- Maijbagh Union Location within Bangladesh
- Coordinates: 24°37′50″N 90°36′39″E﻿ / ﻿24.630418°N 90.610800°E
- Country: Bangladesh
- Division: Mymensingh
- District: Mymensingh
- Upazila: Ishwarganj

Area
- • Land: 29.71 km^{2} (11.47 sq mi)

Population (2001)
- • Total: 38,848
- • Density: 1,308/km^{2} (3,387/sq mi)
- Time zone: UTC+6 (BST)
- Postal code: 2280
- Website: maijbaghup.mymensingh.gov.bd

= Maijbagh Union =

Maijbagh Union (মাইজবাগ ইউনিয়ন; alternate spelling Maijbag) is a union parishad under Ishwarganj Upazila of Mymensingh District in the division of Mymensingh, Bangladesh.

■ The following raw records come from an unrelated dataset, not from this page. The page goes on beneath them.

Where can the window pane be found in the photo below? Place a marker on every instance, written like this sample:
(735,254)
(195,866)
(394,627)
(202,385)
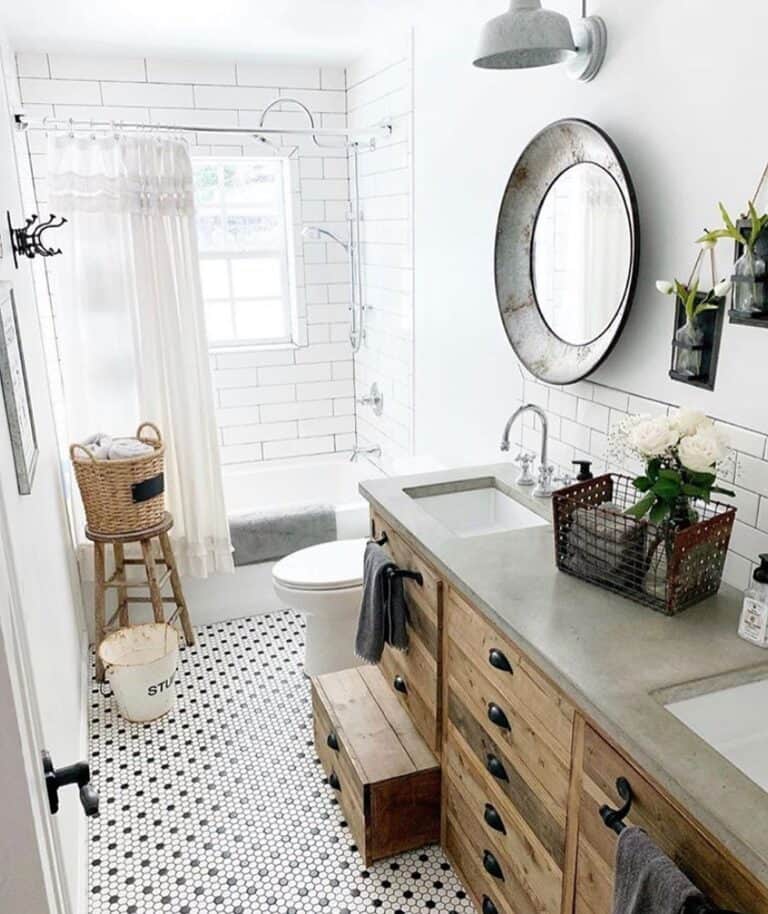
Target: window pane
(261,320)
(253,183)
(218,321)
(215,278)
(257,278)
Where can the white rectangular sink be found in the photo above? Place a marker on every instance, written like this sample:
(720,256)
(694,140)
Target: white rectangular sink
(476,511)
(734,722)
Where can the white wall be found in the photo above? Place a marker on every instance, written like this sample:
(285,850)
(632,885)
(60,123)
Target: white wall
(271,404)
(40,549)
(380,88)
(673,99)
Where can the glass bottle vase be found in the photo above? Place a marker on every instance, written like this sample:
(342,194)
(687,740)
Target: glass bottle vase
(749,286)
(688,360)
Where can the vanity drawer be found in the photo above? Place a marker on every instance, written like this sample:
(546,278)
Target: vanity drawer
(539,757)
(702,859)
(508,671)
(483,809)
(412,677)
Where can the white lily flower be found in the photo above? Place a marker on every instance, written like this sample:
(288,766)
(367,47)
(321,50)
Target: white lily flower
(723,288)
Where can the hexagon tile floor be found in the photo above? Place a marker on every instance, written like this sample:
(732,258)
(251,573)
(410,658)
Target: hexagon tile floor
(221,807)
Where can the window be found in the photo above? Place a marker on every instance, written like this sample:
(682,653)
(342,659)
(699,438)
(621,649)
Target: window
(245,234)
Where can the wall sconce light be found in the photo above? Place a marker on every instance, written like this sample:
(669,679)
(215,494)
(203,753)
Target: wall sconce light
(528,36)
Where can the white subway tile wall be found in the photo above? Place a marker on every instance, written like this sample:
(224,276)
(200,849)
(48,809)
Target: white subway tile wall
(581,417)
(380,89)
(274,403)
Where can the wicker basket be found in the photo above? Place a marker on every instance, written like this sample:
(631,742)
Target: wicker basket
(122,496)
(666,569)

It has an area of 29.71 square kilometres and a population of 38848.

==Geography==
Maijbagh Union is bounded on the east by Jatia Union, on the west by Barahit Union, on the south by Magtula Union and Nandail Upazila and on the north by Ishwarganj Union.

== Demographics ==
The union has a total area of 29.71 km^{2} and a total of 27 villages. According to the Bangladesh National Portal, a total population of 38,848 lives in 7,150 households, of which males and females number 19,704 and 18,692 respectively. According to the census report of the National Bureau of Statistics of Bangladesh, the number of males and females in 2001 was 18,620 and 17,874 respectively.